We agree, and how the next mayor handles issues like affordable housing in a gentrifying city will greatly affect this goal. Much more remains to be done.

  • Increase student achievement: “Raising the number of students who graduate not only from high school but also from college and/or technical schools is critical for the success of the city. The school district’s leaders have worked to improve high school graduation rates and those efforts must continue.”
  • Improve transit: “Atlanta’s voters recognized the needs for new investments through the passage of new general obligation bonds, the T-SPLOST and a tax increase for expanding MARTA. To improve commutes, reduce congestion and connect all city neighborhoods, Atlanta should continue to effectively invest in public transportation access while adopting policies that promote livable, walkable neighborhoods with mixed-income development.”
  • Public safety: “Since 2009, major crime in Atlanta has dropped a remarkable 37 percent, including a 20 percent reduction in violent offenses, under the leadership of first Chief George N. Turner and now Chief Erika Shields. Mayor Kasim Reed deemed safety as his number one priority and expanded the city’s police force to 2,000 police officer positions — for the first time in the city’s history.”

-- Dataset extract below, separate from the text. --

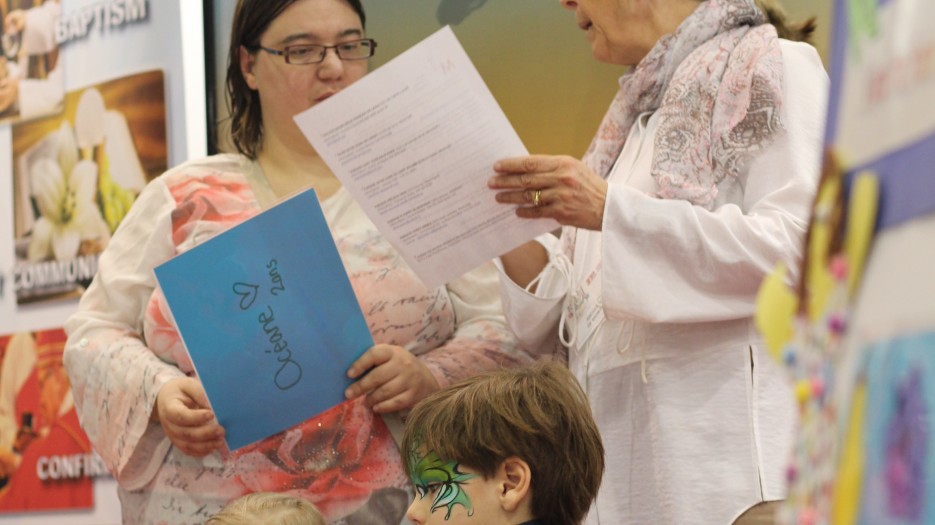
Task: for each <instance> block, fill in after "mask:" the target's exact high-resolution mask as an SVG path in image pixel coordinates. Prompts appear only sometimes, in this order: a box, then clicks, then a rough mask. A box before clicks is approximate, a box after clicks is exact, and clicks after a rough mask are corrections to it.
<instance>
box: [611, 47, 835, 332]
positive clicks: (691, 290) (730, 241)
mask: <svg viewBox="0 0 935 525" xmlns="http://www.w3.org/2000/svg"><path fill="white" fill-rule="evenodd" d="M782 52H783V63H784V79H783V83H784V85H783V95H784V99H783V105H782V119H783V122H784V124H785V128H786V131H785V133H784V134H783V135H782V136H781V137H779V138H778V139H777V140H776V142H774V143H773V144H772V145H771V146H770V147H769V148H768V149H767V150H766V151H764V152H763V154H761V155H760V156H759V157H757V158H756V159H755V160H754V161H752V162H751V163H750V166H749V170H748V172H747V173H746V177H745V179H742V180H745V186H744V188H743V202H742V204H741V205H735V204H725V205H722V206H720V207H719V208H717V209H715V210H713V211H708V210H706V209H704V208H702V207H699V206H693V205H691V204H690V203H688V202H687V201H680V200H665V199H657V198H653V197H650V196H648V195H646V194H644V193H642V192H640V191H637V190H635V189H633V188H630V187H627V186H624V185H620V184H612V185H611V186H610V188H609V189H608V194H607V202H606V205H605V209H604V224H603V234H602V242H603V245H602V251H603V253H602V257H603V261H604V264H603V275H602V279H603V281H602V282H603V301H604V302H603V304H604V311H605V314H606V315H607V317H608V318H611V319H637V320H641V321H645V322H656V323H665V322H679V323H684V322H700V321H721V320H729V319H738V318H744V317H749V316H751V315H753V313H754V308H755V306H754V299H755V297H756V293H757V290H758V289H759V286H760V282H761V281H762V280H763V278H764V276H765V275H766V274H768V273H769V272H770V271H772V269H773V268H774V267H775V265H776V264H777V263H778V262H780V261H784V262H786V263H787V264H789V265H790V267H792V268H795V267H797V261H798V260H799V258H800V257H801V252H802V245H803V240H804V234H805V231H806V227H807V224H808V218H809V213H810V211H809V210H810V209H811V205H812V200H813V196H814V194H815V191H816V189H817V181H818V175H819V172H820V157H821V155H820V152H821V146H822V135H823V131H824V122H825V103H826V99H827V87H828V79H827V74H826V73H825V71H824V69H823V67H822V64H821V61H820V59H819V58H818V54H817V53H816V52H815V50H814V48H812V47H811V46H809V45H807V44H796V43H791V42H783V46H782Z"/></svg>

The ACP wisely espouses a target of reducing crime by 15 percent through increased use of high-tech crime-fighting tools and a strong focus on redirecting youthful and repeat offenders toward productive lives.

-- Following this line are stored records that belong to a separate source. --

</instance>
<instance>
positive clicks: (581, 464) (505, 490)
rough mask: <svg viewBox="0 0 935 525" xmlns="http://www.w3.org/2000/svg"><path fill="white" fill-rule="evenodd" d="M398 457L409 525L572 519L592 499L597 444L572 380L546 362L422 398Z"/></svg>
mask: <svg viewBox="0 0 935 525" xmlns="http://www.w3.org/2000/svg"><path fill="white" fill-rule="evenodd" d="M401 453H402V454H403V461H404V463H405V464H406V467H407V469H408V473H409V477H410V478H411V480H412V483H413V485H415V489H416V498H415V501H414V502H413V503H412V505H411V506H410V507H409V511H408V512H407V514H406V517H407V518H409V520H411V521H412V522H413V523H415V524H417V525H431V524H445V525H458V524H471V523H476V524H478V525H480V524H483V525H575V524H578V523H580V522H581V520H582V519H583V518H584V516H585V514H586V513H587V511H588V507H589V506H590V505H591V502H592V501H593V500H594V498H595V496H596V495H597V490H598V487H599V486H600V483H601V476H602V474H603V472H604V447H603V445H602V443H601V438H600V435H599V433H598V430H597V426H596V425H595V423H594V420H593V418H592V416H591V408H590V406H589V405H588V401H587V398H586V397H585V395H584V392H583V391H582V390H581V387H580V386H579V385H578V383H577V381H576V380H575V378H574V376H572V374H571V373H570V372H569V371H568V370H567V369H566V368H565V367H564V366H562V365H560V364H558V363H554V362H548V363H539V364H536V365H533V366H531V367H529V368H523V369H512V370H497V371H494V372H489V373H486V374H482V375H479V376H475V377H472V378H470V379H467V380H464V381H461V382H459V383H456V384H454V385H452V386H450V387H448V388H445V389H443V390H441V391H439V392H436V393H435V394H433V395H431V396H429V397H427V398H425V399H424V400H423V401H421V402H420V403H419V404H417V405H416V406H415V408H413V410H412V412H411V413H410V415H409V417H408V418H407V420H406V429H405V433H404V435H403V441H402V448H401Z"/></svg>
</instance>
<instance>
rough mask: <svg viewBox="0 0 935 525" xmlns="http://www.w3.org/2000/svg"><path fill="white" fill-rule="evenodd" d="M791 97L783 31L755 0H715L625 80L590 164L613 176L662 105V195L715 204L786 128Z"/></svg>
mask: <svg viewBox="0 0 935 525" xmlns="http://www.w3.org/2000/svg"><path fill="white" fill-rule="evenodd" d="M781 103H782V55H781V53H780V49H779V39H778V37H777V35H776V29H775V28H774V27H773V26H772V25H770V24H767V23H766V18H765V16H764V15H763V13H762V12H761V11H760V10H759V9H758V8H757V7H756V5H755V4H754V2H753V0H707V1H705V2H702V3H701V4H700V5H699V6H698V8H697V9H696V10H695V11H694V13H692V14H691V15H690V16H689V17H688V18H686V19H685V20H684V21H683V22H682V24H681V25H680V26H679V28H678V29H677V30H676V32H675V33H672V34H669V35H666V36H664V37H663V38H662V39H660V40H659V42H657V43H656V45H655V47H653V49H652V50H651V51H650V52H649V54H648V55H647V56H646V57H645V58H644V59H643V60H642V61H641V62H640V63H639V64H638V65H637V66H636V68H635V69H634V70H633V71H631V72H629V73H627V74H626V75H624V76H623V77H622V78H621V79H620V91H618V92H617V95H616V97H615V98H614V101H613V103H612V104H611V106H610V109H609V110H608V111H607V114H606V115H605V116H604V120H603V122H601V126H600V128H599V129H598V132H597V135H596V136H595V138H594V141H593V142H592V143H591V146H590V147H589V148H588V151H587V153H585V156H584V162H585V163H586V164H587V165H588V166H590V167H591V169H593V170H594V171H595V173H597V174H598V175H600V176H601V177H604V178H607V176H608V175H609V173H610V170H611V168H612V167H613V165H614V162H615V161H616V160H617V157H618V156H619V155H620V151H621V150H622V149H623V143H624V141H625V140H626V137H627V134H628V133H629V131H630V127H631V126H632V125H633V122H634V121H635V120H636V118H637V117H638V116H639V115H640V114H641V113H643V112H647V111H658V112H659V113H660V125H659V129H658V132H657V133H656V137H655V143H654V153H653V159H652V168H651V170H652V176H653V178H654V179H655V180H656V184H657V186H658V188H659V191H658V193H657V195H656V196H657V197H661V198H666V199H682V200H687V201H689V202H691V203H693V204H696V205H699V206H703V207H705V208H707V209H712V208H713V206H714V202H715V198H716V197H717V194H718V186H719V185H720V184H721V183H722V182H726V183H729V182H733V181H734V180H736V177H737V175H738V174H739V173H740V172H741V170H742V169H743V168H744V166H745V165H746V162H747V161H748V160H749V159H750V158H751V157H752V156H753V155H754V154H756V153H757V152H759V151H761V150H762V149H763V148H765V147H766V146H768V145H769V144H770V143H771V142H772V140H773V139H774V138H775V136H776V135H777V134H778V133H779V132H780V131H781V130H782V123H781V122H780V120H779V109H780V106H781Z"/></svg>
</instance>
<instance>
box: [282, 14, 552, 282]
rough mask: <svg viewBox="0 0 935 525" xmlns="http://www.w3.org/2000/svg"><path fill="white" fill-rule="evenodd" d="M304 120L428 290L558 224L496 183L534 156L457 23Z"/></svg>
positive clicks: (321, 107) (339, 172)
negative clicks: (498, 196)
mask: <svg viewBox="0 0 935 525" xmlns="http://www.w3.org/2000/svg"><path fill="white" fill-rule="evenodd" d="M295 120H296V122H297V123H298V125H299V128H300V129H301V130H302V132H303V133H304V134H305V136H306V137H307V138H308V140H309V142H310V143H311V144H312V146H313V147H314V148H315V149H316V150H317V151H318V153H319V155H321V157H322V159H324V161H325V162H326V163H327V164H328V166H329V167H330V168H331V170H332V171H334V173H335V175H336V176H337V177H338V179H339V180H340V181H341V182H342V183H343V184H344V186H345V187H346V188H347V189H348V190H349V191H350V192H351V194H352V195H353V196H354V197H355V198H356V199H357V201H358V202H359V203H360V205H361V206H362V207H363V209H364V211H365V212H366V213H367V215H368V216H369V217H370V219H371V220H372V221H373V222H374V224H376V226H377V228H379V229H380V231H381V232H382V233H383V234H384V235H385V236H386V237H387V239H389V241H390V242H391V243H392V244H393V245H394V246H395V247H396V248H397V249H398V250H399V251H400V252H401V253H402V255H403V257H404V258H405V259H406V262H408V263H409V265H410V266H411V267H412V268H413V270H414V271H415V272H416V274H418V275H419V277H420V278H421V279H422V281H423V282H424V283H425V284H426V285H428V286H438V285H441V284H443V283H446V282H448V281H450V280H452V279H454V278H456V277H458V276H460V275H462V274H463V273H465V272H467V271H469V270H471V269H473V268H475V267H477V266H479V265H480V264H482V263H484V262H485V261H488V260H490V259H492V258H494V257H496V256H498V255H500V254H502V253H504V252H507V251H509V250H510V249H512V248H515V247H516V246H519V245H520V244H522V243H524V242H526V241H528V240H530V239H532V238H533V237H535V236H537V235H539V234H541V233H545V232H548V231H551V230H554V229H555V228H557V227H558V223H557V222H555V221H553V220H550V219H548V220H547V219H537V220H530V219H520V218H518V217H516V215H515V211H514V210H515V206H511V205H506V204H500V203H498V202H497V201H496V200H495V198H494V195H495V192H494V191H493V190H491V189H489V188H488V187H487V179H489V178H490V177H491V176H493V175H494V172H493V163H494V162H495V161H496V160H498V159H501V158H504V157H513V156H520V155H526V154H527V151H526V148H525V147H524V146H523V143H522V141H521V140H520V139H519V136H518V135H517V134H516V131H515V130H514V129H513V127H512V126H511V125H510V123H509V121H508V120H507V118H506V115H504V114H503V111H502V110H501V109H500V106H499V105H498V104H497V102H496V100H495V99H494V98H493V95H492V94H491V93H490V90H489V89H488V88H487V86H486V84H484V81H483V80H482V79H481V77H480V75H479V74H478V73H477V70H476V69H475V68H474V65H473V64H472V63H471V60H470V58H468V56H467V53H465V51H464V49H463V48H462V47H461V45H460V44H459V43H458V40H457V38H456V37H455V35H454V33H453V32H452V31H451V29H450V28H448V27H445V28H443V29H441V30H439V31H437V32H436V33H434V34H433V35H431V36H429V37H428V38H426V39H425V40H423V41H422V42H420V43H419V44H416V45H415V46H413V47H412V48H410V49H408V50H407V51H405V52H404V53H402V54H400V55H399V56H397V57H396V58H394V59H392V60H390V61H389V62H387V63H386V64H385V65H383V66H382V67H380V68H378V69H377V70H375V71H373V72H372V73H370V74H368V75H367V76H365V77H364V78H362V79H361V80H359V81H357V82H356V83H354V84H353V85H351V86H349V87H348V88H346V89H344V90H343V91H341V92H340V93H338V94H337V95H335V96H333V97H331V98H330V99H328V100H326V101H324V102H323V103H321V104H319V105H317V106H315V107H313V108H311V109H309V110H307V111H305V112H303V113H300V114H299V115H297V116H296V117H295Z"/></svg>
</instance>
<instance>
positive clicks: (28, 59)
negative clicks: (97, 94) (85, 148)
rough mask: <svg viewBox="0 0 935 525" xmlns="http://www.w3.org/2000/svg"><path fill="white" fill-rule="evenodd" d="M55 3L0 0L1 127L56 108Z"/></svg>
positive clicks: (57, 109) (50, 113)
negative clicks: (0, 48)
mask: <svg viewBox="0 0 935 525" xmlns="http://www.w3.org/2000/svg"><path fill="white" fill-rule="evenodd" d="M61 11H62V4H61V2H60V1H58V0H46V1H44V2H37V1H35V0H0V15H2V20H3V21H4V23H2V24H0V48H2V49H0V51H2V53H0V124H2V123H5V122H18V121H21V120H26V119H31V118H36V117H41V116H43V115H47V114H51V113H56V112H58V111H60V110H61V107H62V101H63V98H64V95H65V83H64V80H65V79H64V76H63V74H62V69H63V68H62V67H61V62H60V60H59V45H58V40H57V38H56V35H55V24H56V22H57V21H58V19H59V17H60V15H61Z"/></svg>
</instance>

Allen’s book offers additional thoughts about Atlanta’s success. “Atlanta’s history is a tale of clever, ambitious men and women who exploited their natural advantages while leaders in other Southern cities failed to do so,” he wrote. “Time and again during the past half-century, Atlanta’s pathfinders managed to pick the right fork in the road.”

Making the next decision on the right path falls to city voters Tuesday. We hope they choose well.